After the initial imports at the top of your notebook, just replace apply with progress_apply and everything remains the same.

In [17]:
from tqdm import tqdm, tqdm_notebook
tqdm_notebook().pandas()

new_df['rating_custom'] = df.progress_apply(lambda x: custom_rating(x['Genre'],x['Rating']),axis=1)


HBox(children=(IntProgress(value=1, bar_style='info', max=1), HTML(value='')))




HBox(children=(IntProgress(value=0, max=1000), HTML(value='')))




A value is trying to be set on a copy of a slice from a DataFrame.
Try using .loc[row_indexer,col_indexer] = value instead

See the caveats in the documentation: http://pandas.pydata.org/pandas-docs/stable/indexing.html#indexing-view-versus-copy
  after removing the cwd from sys.path.


In [18]:
new_df.head()

Unnamed: 0,Rank,Title,Genre,Description,Director,Actors,Year,Runtime_min,Rating,Votes,Rev_M,Metascore,AvgRating,CustomRating,num_words_title,rating_custom
5,6,The Great Wall,"Action,Adventure,Fantasy",European mercenaries searching for black powde...,Yimou Zhang,"Matt Damon, Tian Jing, Willem Dafoe, Andy Lau",2016,103,6.1,56036,45.13,42.0,5.15,6.1,3,6.1
8,9,The Lost City of Z,"Action,Adventure,Biography","A true-life drama, centering on British explor...",James Gray,"Charlie Hunnam, Robert Pattinson, Sienna Mille...",2016,141,7.1,7188,8.01,78.0,7.45,7.1,5,7.1
14,15,Colossal,"Action,Comedy,Drama",Gloria is an out-of-work party girl forced to ...,Nacho Vigalondo,"Anne Hathaway, Jason Sudeikis, Austin Stowell,...",2016,109,6.4,8612,2.87,70.0,6.7,5.4,1,5.4
18,19,Lion,"Biography,Drama",A five-year-old Indian boy gets lost on the st...,Garth Davis,"Dev Patel, Nicole Kidman, Rooney Mara, Sunny P...",2016,118,8.1,102061,51.69,69.0,7.5,8.1,1,8.1
20,21,Gold,"Adventure,Drama,Thriller","Kenny Wells, a prospector desperate for a luck...",Stephen Gaghan,"Matthew McConaughey, Edgar Ramírez, Bryce Dall...",2016,120,6.7,19053,7.22,49.0,5.8,7.7,1,7.7


# Conclusion

apply and lambda functionality lets you take care of a lot of complex things while manipulating data. 

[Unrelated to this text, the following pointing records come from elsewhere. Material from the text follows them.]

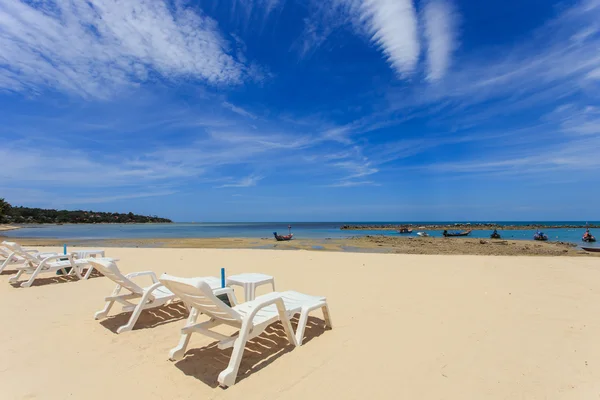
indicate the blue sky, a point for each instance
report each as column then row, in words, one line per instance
column 282, row 110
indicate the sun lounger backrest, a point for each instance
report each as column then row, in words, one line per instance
column 109, row 269
column 198, row 294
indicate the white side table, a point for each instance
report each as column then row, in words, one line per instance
column 82, row 254
column 250, row 282
column 79, row 254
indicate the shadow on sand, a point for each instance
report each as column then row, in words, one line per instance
column 148, row 318
column 207, row 362
column 51, row 280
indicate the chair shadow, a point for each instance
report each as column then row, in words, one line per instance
column 148, row 318
column 51, row 280
column 8, row 272
column 206, row 363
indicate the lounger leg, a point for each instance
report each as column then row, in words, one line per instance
column 178, row 352
column 327, row 316
column 104, row 312
column 228, row 376
column 136, row 313
column 89, row 272
column 6, row 262
column 15, row 278
column 33, row 276
column 301, row 327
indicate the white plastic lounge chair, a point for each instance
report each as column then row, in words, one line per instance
column 152, row 296
column 251, row 318
column 35, row 266
column 9, row 257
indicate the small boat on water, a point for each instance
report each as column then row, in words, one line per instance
column 540, row 236
column 454, row 234
column 283, row 238
column 588, row 237
column 592, row 249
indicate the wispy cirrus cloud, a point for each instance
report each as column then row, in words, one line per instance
column 439, row 20
column 94, row 48
column 393, row 26
column 251, row 180
column 239, row 110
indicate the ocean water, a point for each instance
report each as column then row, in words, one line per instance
column 313, row 230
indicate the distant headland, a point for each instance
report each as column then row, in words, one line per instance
column 26, row 215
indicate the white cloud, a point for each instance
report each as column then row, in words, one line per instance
column 92, row 48
column 248, row 181
column 239, row 110
column 353, row 184
column 392, row 25
column 439, row 20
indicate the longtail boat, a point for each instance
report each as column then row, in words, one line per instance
column 283, row 238
column 454, row 234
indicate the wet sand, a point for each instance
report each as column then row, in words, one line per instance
column 365, row 244
column 404, row 327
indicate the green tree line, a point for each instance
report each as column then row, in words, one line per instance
column 26, row 215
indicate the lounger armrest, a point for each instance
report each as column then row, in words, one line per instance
column 51, row 258
column 265, row 301
column 229, row 292
column 151, row 274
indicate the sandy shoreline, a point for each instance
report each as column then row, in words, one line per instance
column 405, row 326
column 361, row 244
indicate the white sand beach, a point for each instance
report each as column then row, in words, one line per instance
column 404, row 327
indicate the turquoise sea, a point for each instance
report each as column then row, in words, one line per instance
column 315, row 230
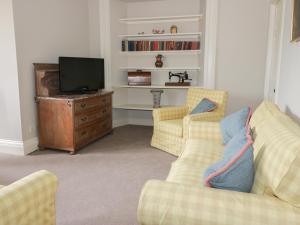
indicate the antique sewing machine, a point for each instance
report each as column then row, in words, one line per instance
column 182, row 77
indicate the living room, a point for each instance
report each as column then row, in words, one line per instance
column 149, row 136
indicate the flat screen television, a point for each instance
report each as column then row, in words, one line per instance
column 81, row 74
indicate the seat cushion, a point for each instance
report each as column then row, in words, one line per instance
column 277, row 163
column 205, row 105
column 174, row 127
column 196, row 157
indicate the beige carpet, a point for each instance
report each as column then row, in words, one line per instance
column 102, row 183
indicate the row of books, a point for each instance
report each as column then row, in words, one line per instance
column 159, row 45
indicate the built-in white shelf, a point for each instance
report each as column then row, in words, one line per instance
column 161, row 19
column 153, row 87
column 173, row 52
column 136, row 107
column 160, row 69
column 161, row 36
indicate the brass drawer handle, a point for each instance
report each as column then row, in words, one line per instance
column 84, row 119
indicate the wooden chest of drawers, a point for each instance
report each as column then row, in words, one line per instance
column 69, row 122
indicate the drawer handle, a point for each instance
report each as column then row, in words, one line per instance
column 84, row 119
column 83, row 133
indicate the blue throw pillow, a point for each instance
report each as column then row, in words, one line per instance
column 232, row 124
column 205, row 105
column 236, row 170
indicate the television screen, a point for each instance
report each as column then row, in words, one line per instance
column 81, row 74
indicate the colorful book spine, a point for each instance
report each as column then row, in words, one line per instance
column 159, row 45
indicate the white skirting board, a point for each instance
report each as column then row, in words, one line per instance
column 18, row 147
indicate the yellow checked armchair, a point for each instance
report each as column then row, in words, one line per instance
column 171, row 124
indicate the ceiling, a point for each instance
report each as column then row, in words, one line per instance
column 139, row 0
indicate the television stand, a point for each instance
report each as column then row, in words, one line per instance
column 69, row 121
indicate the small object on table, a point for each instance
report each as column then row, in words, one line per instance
column 182, row 77
column 159, row 63
column 156, row 97
column 158, row 31
column 139, row 78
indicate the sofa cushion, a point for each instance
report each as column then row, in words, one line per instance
column 196, row 157
column 174, row 127
column 205, row 105
column 235, row 171
column 232, row 124
column 277, row 163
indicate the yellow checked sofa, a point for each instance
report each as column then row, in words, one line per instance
column 171, row 124
column 29, row 201
column 275, row 197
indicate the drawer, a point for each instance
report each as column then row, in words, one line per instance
column 86, row 104
column 84, row 119
column 87, row 134
column 91, row 103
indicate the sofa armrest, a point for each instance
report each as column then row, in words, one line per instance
column 170, row 113
column 205, row 130
column 203, row 117
column 167, row 203
column 30, row 200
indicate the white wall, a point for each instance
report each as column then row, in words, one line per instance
column 289, row 91
column 241, row 51
column 45, row 30
column 10, row 123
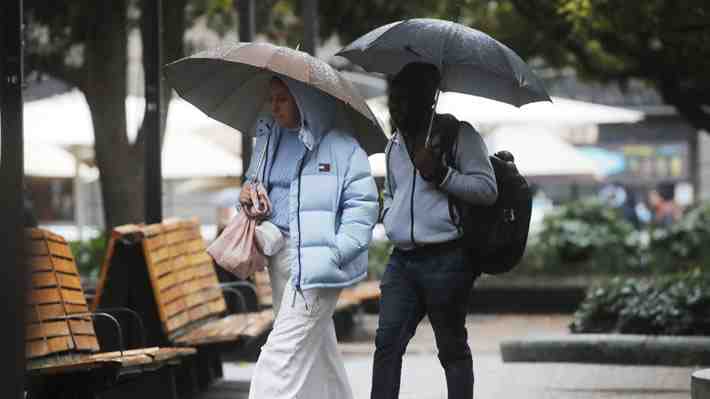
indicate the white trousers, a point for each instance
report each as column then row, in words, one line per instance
column 300, row 358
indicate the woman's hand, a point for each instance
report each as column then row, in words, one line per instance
column 245, row 196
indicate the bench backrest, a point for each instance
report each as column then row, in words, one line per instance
column 55, row 293
column 182, row 277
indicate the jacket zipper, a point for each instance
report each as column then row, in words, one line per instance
column 411, row 199
column 298, row 225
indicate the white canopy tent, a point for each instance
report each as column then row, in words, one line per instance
column 539, row 152
column 59, row 133
column 65, row 121
column 47, row 160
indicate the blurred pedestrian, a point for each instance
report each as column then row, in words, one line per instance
column 666, row 210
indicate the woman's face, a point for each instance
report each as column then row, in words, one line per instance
column 283, row 106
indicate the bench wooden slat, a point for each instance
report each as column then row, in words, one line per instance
column 60, row 249
column 46, row 329
column 172, row 293
column 75, row 297
column 175, row 323
column 86, row 342
column 44, row 279
column 175, row 307
column 37, row 247
column 82, row 327
column 35, row 313
column 76, row 308
column 44, row 347
column 44, row 295
column 41, row 263
column 64, row 265
column 69, row 281
column 60, row 344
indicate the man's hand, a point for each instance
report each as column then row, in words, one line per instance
column 245, row 196
column 429, row 166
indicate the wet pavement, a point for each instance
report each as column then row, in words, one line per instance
column 423, row 378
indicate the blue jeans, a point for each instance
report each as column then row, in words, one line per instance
column 437, row 285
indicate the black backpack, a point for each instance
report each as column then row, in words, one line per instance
column 495, row 235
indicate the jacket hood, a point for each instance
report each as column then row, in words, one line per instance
column 318, row 111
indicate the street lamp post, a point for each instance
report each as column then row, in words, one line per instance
column 247, row 22
column 152, row 120
column 13, row 281
column 310, row 26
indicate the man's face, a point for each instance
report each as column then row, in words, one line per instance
column 410, row 105
column 283, row 106
column 398, row 103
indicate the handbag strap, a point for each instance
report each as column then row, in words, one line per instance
column 261, row 160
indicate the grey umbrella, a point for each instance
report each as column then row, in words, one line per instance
column 231, row 85
column 470, row 61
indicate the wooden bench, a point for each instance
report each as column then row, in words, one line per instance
column 62, row 350
column 164, row 272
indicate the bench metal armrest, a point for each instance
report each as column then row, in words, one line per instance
column 239, row 295
column 94, row 316
column 136, row 316
column 245, row 284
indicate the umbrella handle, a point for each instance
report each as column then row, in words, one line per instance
column 431, row 119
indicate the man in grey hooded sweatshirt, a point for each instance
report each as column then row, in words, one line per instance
column 428, row 273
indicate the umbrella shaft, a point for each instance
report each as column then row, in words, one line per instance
column 431, row 119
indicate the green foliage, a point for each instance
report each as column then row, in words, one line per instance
column 89, row 255
column 378, row 256
column 675, row 305
column 685, row 242
column 585, row 235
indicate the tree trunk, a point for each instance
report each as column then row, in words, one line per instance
column 119, row 162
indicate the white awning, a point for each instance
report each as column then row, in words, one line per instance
column 64, row 121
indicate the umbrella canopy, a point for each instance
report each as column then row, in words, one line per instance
column 484, row 113
column 469, row 60
column 231, row 85
column 541, row 153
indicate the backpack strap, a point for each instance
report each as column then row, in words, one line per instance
column 455, row 208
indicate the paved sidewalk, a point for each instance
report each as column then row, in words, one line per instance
column 423, row 377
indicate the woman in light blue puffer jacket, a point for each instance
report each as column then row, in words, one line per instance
column 325, row 202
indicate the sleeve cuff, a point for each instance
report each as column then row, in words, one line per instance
column 449, row 172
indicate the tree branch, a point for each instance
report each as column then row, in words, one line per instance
column 685, row 103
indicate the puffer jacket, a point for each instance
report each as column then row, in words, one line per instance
column 332, row 200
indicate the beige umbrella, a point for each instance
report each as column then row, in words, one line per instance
column 231, row 85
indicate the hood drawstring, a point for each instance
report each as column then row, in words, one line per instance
column 298, row 290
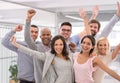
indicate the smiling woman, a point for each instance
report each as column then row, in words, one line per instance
column 56, row 62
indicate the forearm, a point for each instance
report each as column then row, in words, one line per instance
column 108, row 28
column 27, row 36
column 6, row 39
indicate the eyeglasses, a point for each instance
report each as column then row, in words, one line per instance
column 67, row 30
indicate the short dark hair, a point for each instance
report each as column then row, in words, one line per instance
column 95, row 21
column 67, row 24
column 92, row 41
column 64, row 52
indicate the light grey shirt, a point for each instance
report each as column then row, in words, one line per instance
column 25, row 62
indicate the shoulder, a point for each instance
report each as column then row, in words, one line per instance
column 75, row 55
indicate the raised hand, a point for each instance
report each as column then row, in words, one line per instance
column 72, row 46
column 118, row 9
column 18, row 28
column 30, row 14
column 95, row 12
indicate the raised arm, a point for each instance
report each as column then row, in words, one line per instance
column 6, row 40
column 116, row 51
column 83, row 15
column 108, row 28
column 105, row 68
column 28, row 39
column 28, row 51
column 95, row 12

I feel that I don't have to worry about a lot of stuff while using Pandas since I can use apply well. 

In this post, I tried to explain how it works. And there might be other ways to do whatever I have done above. 

But I like to stick with apply/lambda in place of map/applymap because I find it more readable and well suited to my workflow.